Namun Natal di Betlehem tahun ini sangatlah berbeda. Ia tampak sunyi dan suram. Tidak ada pohon natal, tidak ada dekorasi, kembang api, apalagi parade yang meriah. Mereka hanya menyanyikan lagu-lagu pujian sambil membawa lilin dan memanjatkan doa-doa untuk kedamaian di Gaza. Pihak gereja juga menempatkan patung-patung tradisional yang mewakili keluarga suci di tengah puing-puing dan kawat berduri.
Gereja Lutheran bahkan memutuskan untuk membuat dekorasi Natal kali ini akan menunjukan realitas keadaan di Gaza. Dalam sebuah tangkapan foto oleh al-Jazera, tampak sebuah patung bayi Yesus yang ditempatkan di atas reruntuhan puing dengan ditutupi oleh kafiyeh khas Palestina.
“Jika Kristus lahir hari ini, dia akan lahir di bawah reruntuhan dan penembakan Israel.” Tutur seorang Pastur Gereja Lutheran, Munther Isaac.
Bentuk Solidaritas
Berbagai aksi tersebut merupakan bentuk solidaritas masyarakat di Betlehem terhadap saudara setanah air mereka yang ada di Gaza. Apa yang Gereja Lutheran lakukan merupakan representasi menyedihkan dari penderitaan anak-anak Gaza yang terkubur di bawah puing-puing rumah mereka akibat pengeboman Israel yang tak kunjung berhenti.
Tidak hanya Betlehem berbagai Pemimpin Gereja di seluruh wilayah West Bank dan negara-negara sekitar juga ikut membatalkan perayaaan Natal tahun ini sebagai bentuk solidaritas dan dukungan terhadap warga Palestina di Gaza serta kecaman atas kebiadaban militer Israel.

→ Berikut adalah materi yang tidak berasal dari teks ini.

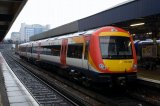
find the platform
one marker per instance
(12, 91)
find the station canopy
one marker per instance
(9, 10)
(136, 16)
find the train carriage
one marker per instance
(101, 55)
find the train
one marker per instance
(103, 55)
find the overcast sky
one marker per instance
(59, 12)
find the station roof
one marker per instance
(9, 10)
(134, 11)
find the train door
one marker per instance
(38, 51)
(63, 51)
(85, 52)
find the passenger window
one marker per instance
(75, 50)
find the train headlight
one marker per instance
(102, 67)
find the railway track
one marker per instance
(41, 91)
(94, 97)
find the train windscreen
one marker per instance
(115, 47)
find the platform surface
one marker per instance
(16, 92)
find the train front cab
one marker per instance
(112, 56)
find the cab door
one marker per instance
(85, 52)
(63, 51)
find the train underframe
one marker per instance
(87, 77)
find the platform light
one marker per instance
(138, 24)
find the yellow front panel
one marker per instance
(119, 66)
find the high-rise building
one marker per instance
(27, 31)
(15, 36)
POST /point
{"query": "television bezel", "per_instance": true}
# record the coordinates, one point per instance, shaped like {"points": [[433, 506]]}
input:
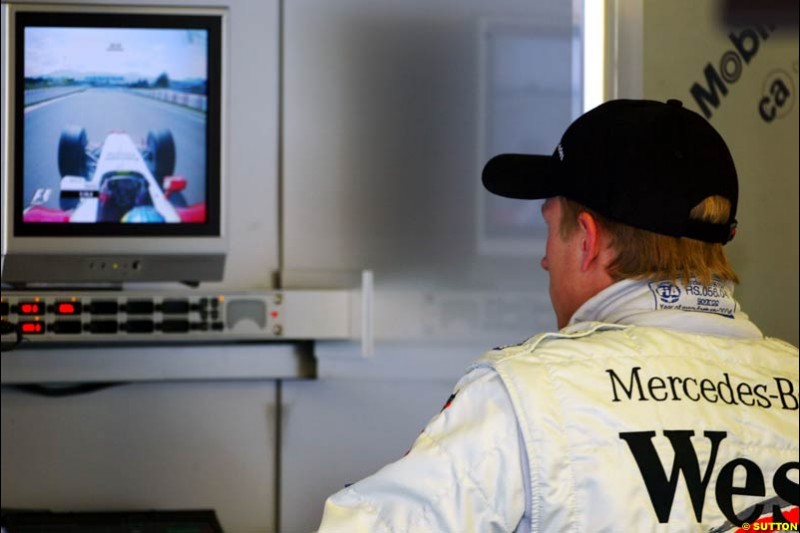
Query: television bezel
{"points": [[93, 258], [121, 18]]}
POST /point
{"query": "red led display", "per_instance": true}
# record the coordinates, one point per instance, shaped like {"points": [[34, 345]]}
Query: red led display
{"points": [[68, 308], [32, 328], [31, 308]]}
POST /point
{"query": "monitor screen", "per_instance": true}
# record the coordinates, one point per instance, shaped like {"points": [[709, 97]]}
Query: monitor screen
{"points": [[117, 124], [113, 136]]}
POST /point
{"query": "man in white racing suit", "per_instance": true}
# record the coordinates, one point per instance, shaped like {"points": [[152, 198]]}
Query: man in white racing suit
{"points": [[657, 406]]}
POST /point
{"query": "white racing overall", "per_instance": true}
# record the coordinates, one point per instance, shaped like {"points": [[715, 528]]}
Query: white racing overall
{"points": [[661, 407]]}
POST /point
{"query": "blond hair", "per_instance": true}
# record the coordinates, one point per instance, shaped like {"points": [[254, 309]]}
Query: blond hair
{"points": [[642, 254]]}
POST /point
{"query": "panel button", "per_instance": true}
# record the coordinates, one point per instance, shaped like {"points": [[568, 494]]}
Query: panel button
{"points": [[139, 326], [104, 307], [103, 326], [140, 307], [67, 327], [175, 307], [175, 326]]}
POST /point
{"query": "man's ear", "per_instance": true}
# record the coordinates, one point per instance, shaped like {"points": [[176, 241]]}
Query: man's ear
{"points": [[591, 245]]}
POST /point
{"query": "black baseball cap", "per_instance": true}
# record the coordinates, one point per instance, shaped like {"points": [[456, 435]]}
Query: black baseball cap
{"points": [[639, 162]]}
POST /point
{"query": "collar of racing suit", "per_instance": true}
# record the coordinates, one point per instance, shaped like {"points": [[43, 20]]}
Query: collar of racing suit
{"points": [[690, 307]]}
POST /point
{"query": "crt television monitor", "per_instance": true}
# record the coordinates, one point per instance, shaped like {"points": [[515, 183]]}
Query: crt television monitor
{"points": [[113, 144]]}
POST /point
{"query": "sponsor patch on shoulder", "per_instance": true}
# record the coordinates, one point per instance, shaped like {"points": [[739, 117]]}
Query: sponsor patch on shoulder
{"points": [[449, 401], [714, 298]]}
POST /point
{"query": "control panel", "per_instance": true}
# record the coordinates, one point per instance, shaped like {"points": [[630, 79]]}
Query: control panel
{"points": [[134, 316]]}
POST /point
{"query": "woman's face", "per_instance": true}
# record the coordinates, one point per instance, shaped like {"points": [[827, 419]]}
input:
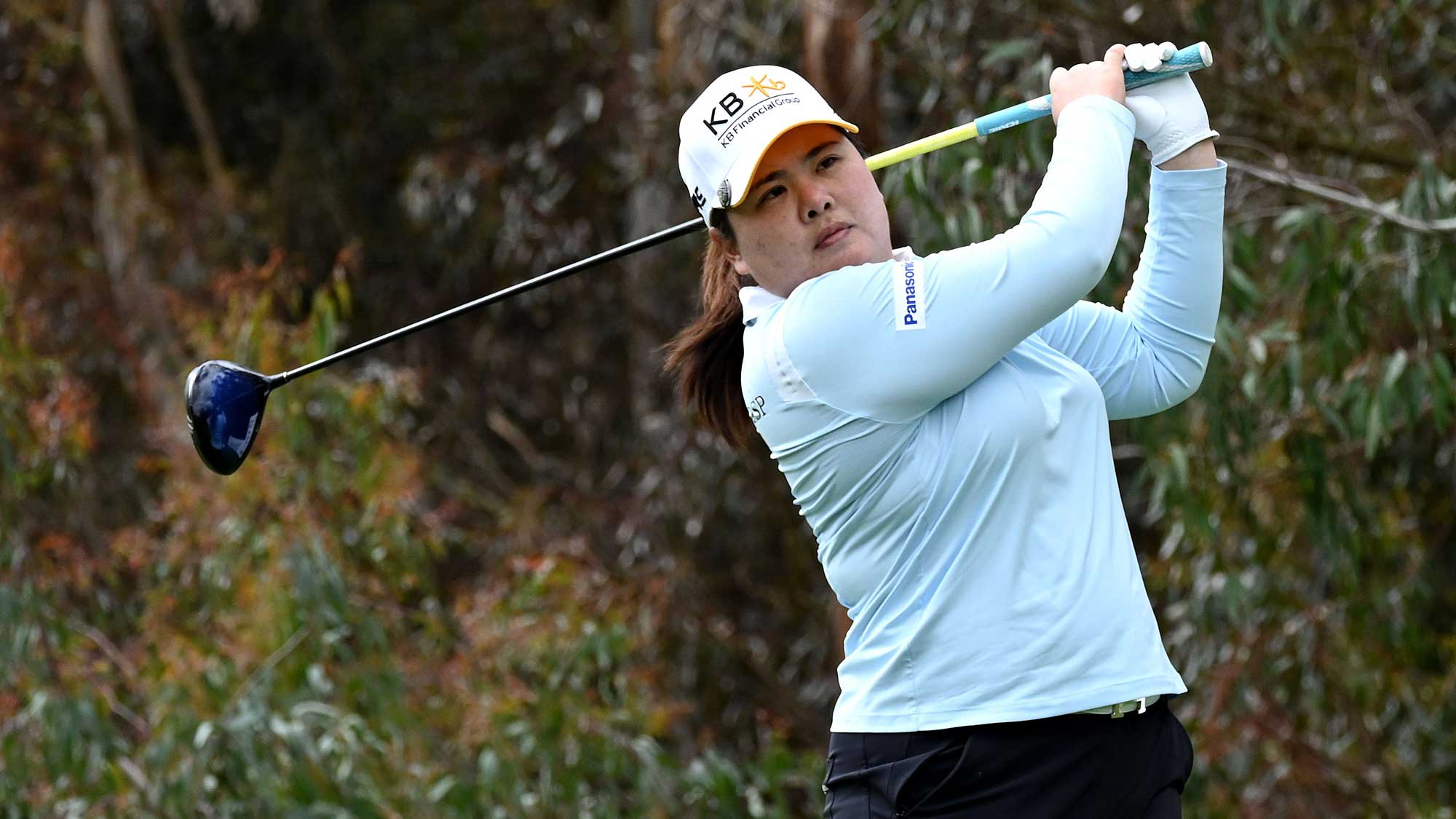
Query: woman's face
{"points": [[813, 207]]}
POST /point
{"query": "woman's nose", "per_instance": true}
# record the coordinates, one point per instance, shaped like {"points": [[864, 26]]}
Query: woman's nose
{"points": [[816, 203]]}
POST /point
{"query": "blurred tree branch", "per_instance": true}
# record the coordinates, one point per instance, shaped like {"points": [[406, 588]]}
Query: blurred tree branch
{"points": [[1305, 184], [181, 65]]}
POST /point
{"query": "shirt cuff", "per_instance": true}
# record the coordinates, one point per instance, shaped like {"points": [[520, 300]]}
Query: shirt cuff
{"points": [[1094, 103], [1195, 180]]}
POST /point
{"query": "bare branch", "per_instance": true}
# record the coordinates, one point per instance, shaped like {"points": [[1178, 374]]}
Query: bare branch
{"points": [[1305, 184]]}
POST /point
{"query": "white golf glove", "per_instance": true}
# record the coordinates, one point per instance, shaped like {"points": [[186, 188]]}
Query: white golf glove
{"points": [[1170, 114]]}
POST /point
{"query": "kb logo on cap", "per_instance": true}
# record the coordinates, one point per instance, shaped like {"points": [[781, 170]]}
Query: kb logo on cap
{"points": [[762, 85], [733, 104]]}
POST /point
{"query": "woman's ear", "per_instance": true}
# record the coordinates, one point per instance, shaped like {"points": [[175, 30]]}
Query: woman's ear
{"points": [[730, 250]]}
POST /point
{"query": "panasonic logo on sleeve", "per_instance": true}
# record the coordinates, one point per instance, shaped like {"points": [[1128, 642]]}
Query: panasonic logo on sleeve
{"points": [[909, 298]]}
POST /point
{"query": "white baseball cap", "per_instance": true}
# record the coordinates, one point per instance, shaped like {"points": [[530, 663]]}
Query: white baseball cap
{"points": [[726, 132]]}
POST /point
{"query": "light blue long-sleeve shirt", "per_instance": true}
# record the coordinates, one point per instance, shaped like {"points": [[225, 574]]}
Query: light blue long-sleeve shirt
{"points": [[944, 426]]}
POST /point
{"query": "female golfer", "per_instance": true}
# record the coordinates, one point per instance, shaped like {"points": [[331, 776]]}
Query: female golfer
{"points": [[943, 422]]}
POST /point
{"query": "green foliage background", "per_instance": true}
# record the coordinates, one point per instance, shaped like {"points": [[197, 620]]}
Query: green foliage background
{"points": [[493, 570]]}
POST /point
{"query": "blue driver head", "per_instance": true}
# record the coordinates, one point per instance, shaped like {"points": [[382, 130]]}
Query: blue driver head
{"points": [[225, 407]]}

Pemimpin Gereja di Yerusalem telah mengajak umat kristiani di Tanah Suci untuk menahan diri dari kegiatan Natal yang berlebihan. Seruan tersebut juga datang dari Gereja-Gereja Katholik di Galilea dan Dewan Gereja Injili Lokal di Tanah Suci.
Pada 2 Desember 2023 Dewan Pemimpin Gereja di Yordania juga mengumumkan pembatalan Natal sebagai bentuk penghormatan terhadap para Korban. Hal yang sama juga dilakukan para pimpinan Gereja dari Suriah. Gereja Katolik Suriyah bersama Gereja Ortodoks Yunani, Gereja Ortodoks Suriyah, dan Patriark Gereja Katolik Yunani Melkit, mengumumkan pembatalan perayaan Natal dan hanya membatasi pada upacara keagamaan.
Gereja-gereja yang Dihancurkan
Seperti yang kita ketahui, bahwa militer Israel tidak hanya menyerang pemukiman sipil dan bangunan-bangunan vital seperti rumah sakit, sekolah dan tempat industri. Mereka bahkan menyerang rumah-rumah ibadah serta situs-situs bersejarah. Sebagai daerah yang memiliki akar historis dari tiga agama (Islam, Kristen, Yahudi), Palestina memiliki berbagai peninggalan sejarah yang sangat penting.
Kementerian Kebudayaan Palestina melaporkan bahwa sejak agresi pada 7 Oktober 2023 lalu, militer Israel telah menghancurkan belasan situs arkeologi dan rumah-rumah kuno. Delapan museum termasuk museum Rafah, Museum Al-Qarara, dan Museum Khan Yunis telah menjadi sasaran serangan, bersamaan dengan kota-kota tua Gaza yang hancur.
Sementara itu, menurut Kementerian Dalam Negeri Palestina, tercatat sudah 7 gereja dan puluhan masjid telah mengalami kerusakan akibat serangan. Salah satunya adalah Gereja Ortodoks Yunani Saint Porphyrus yang merupakan gereja tertua di Jalur Gaza.
Gereja tersebut mendapat serangan militer Israel pada 19 Oktober lalu. Yang mana, gereja tersebut telah menjadi tempat pengungsian sementara bagi warga setempat sejak agresi militer Israel di Jalur Gaza, akibatnya belasan orang tewas dan puluhan lainya terluka.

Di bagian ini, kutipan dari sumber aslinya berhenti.